Some key features of TRIM3 are its detailed modeling of program rules, its ability to capture interactions across programs, and its ability to simulate many hypothetical scenarios. TRIM3’s simulations of government programs are extremely detailed, mimicking to the greatest extent possible a program’s actual rules concerning eligibility, definition of income, and computation of benefit or tax, and with extensive modeling of state variations. The model captures the details of individual programs along with the details of their interactions. Thus, if a change in the TANF program is modeled, that change will also affect a household’s simulated SNAP benefits and could affect a household’s child care subsidy. The model is heavily parameterized, allowing analysts to easily simulate a variety of hypothetical policies.
Since TRIM was first operational in 1973, the models have been in continuous use, analyzing the effects of current programs and the potential effects of changes to programs. For example, TRIM was used extensively in analysis of tax reform options in the 1980s and of both welfare reform and health reform in the 1990s. TRIM-based projects have included analyses related to immigrants’ receipt of public benefits, changes in TANF caseloads, the government “cost avoidance” attributable to child support payments, and the effect of federal income tax credits. Recently, TRIM3 has been used by poverty commissions and nonprofit organizations in several states to estimate the antipoverty effectiveness of possible changes to state policies.

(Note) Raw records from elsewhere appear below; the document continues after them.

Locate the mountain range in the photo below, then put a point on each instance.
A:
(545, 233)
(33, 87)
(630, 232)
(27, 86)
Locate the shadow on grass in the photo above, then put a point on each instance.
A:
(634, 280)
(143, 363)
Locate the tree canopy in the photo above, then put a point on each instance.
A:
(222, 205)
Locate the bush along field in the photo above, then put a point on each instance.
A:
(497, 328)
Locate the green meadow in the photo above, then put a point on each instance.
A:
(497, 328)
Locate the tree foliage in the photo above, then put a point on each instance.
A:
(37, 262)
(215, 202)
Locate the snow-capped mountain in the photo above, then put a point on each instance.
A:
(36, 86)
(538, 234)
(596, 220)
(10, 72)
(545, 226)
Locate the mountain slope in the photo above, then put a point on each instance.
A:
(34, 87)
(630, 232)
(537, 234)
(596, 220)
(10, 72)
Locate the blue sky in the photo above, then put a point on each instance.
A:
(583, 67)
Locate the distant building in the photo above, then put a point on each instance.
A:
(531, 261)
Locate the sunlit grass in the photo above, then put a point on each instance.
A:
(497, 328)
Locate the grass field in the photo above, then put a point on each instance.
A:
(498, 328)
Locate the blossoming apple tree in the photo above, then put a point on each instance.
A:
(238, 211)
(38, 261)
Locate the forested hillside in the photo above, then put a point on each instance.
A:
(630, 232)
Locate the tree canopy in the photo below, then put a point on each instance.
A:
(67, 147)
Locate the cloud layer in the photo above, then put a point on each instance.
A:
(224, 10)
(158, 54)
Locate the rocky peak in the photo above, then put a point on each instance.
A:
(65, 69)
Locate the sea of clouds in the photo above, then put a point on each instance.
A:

TRIM3’s primary input data come from each year’s Current Population Survey, Annual Social and Economic supplement. For state-level poverty work, TRIM3 has been applied to data from the American Community Survey.
TRIM3 is a descendent of the first microsimulation model: the Reforms in Income Maintenance model, originally developed in 1969. The first Transfer Income Model was operational in 1973, and the second generation of TRIM (TRIM2) was introduced in 1980. TRIM3, which allows the public to easily access policy rules and simulation results over the Internet, was introduced in 1997.